We Live in Stupid Times
Intelligence is now just a brand you can buy.
Increasingly, the world is being run by a group of idiot losers. I don’t say this merely to express my disgust; rather, stupid things are constantly being said and done.
Musk’s million people on Mars
SpaceX will pay Elon Musk a bonus if he gets at least one million people to live on Mars. But for that to happen, you’re going to have to terraform Mars for human habitation.
However, to achieve that on a scale of one million people will take decades, if not a century. After all, you only have to look at Dubai to see it took decades to build a functioning city, and that is here on our own planet.
The work required to put even a small team on Mars in the 2040s means we should have started the work of understanding how to terraform in the 2000s; but here’s the thing: nobody is doing that work today.
Boiling the planet to automate things we had previously automated
Earlier in the year, we witnessed the meteoric rise of OpenClaw to a level where it was acquired by OpenAI.
What the AI evangelists were screaming in excitement about was the ability to automate a whole multitude of digital services.
But here’s the thing: we used to automate that stuff anyway, because those services used to have generous, open APIs. We could easily build automations and bots, as people did, via the API.
However, it is the platforms themselves that decided to take away that access in order to keep us within their platforms. If you want to use Instagram, Twitter, or Facebook, you have to use their interface. You cannot do it via a third party with another tool.
So, what we are doing is building extremely complicated systems to act like humans within those interfaces, when in actual fact we could get the exact same value if those platforms just made the API available.
AI is the future of capital, whilst simultaneously trying to eradicate the value of capital
We are being continuously told by the CEOs and founders of OpenAI and Anthropic, etc., that the future of certain jobs is coming to an end—that the ability to use your brain and your hands to produce goods and services will inevitably no longer be required.
However, this provides a glaring contradiction in their philosophy. These companies seek to serve an economy built on production and consumption, yet they tell a story in which production is no longer compensated. The problem is that without that compensation, people cannot afford to be consumers.
So the story of these AI companies is that they will diminish economic activity, but the reason they are okay with placing a $15 trillion bet is because of the economic activity they seek to create.

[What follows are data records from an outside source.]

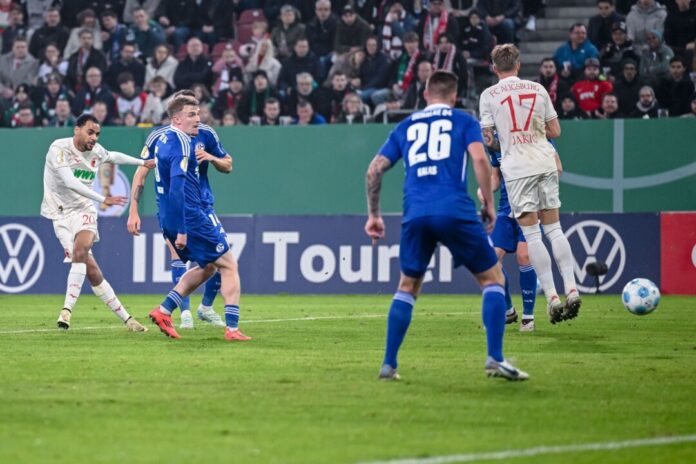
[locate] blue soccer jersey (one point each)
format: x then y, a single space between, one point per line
208 140
433 145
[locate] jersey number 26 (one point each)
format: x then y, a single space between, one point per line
437 137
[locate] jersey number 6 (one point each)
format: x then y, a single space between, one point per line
437 137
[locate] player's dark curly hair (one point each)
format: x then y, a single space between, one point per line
83 118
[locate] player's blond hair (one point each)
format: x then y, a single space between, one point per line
505 57
177 104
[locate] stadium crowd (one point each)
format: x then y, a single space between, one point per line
271 62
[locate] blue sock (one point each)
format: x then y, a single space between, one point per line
528 284
397 324
179 269
172 301
508 297
232 316
494 319
212 286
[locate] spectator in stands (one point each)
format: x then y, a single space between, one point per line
654 62
24 117
609 109
161 63
397 22
436 22
373 71
692 107
263 59
645 15
126 63
402 71
321 33
100 111
51 31
46 97
16 27
335 96
259 32
680 27
196 67
62 117
673 92
304 89
554 85
222 67
627 85
500 16
158 91
94 90
113 35
52 62
302 60
306 115
619 49
145 33
647 105
228 99
570 57
271 112
448 58
17 67
229 118
601 26
132 6
591 89
88 21
252 101
129 97
476 38
351 32
352 110
569 110
288 31
414 99
84 58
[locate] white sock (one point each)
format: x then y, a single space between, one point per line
540 258
76 277
107 295
562 254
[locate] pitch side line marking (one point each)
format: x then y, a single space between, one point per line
541 450
253 321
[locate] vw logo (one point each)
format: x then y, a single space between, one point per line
598 241
21 258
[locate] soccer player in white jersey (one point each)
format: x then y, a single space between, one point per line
523 115
69 201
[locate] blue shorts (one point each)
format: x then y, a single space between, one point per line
205 242
465 238
507 234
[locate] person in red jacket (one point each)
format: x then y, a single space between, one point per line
590 91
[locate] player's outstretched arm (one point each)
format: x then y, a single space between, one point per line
374 227
136 194
482 169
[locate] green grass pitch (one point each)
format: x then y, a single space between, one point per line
305 391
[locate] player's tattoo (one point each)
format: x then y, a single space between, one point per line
373 180
490 140
138 193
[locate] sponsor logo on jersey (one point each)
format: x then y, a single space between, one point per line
21 258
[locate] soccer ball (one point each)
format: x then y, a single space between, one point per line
641 296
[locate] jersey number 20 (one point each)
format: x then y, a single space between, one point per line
435 134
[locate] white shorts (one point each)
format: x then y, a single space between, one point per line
534 193
67 228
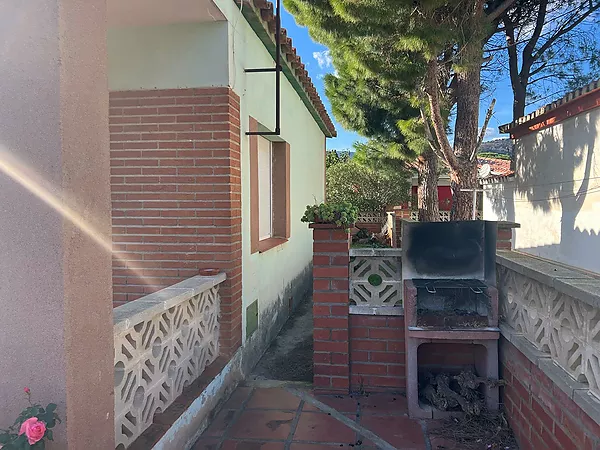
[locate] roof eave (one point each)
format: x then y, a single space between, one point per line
291 65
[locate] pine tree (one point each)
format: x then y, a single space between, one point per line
435 47
382 111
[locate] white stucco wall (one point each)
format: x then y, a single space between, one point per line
555 195
267 275
168 56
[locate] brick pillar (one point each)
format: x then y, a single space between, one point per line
330 308
176 191
505 232
57 333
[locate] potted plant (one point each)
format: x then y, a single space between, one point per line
32 428
343 214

In other words, if AI has the ability to produce, meaning workers don’t get paid, then how will people afford the goods and services that require that production in the first place?
All of these super-smart billionaires cannot answer this question.
Hey ChatGPT, is my cake cooked?
Something popped up in my feed recently: someone uploaded an image of a cake in an oven and asked, “Is this cooked?”
ChatGPT responded that it wasn’t and that it needed to be put back in. Inevitably, the cake ended up overcooked.
For all those who don’t bake, the way you check if a sponge cake is cooked is by inserting a toothpick or wooden skewer; if it comes out clean, the cake is done.
Therefore, it’s quite clear what the stupidity is here. This person, like many others trying to shoehorn AI into every single aspect of their lives, is solving a problem that is already solved for next to nothing by implementing a solution that costs money, energy, and water yet fails to solve the problem.
Introspection est: 1910
Marc Andreessen—billionaire co-founder of Netscape and general partner of Silicon Valley venture capital firm Andreessen Horowitz—recently claimed to have “zero introspection”.
Now, the first piece of stupidity is ironic: how does Marc know he lacks introspection? Unless telepathic wizards in Silicon Valley told him so, he must have come to that conclusion by looking inwards and assessing his existence in the world around him. Aka introspection.
But the second level of stupidity lies in the fact that he said introspection didn’t exist until approximately 100 years ago. Western philosophy began in the 6th century BCE in Ancient Greece with Pre-Socratic thinkers like Thales.
I’m pretty sure you don’t have to ask an AI, but the 6th century BCE was definitely more than 100 years ago.
“Thinking”
My point is, just because somebody is on a podcast with nice microphones, good cameras, and is well-edited, or that they are a multimillionaire or billionaire (or soon-to-be trillionaire), does not mean they are a smart person saying intelligent things.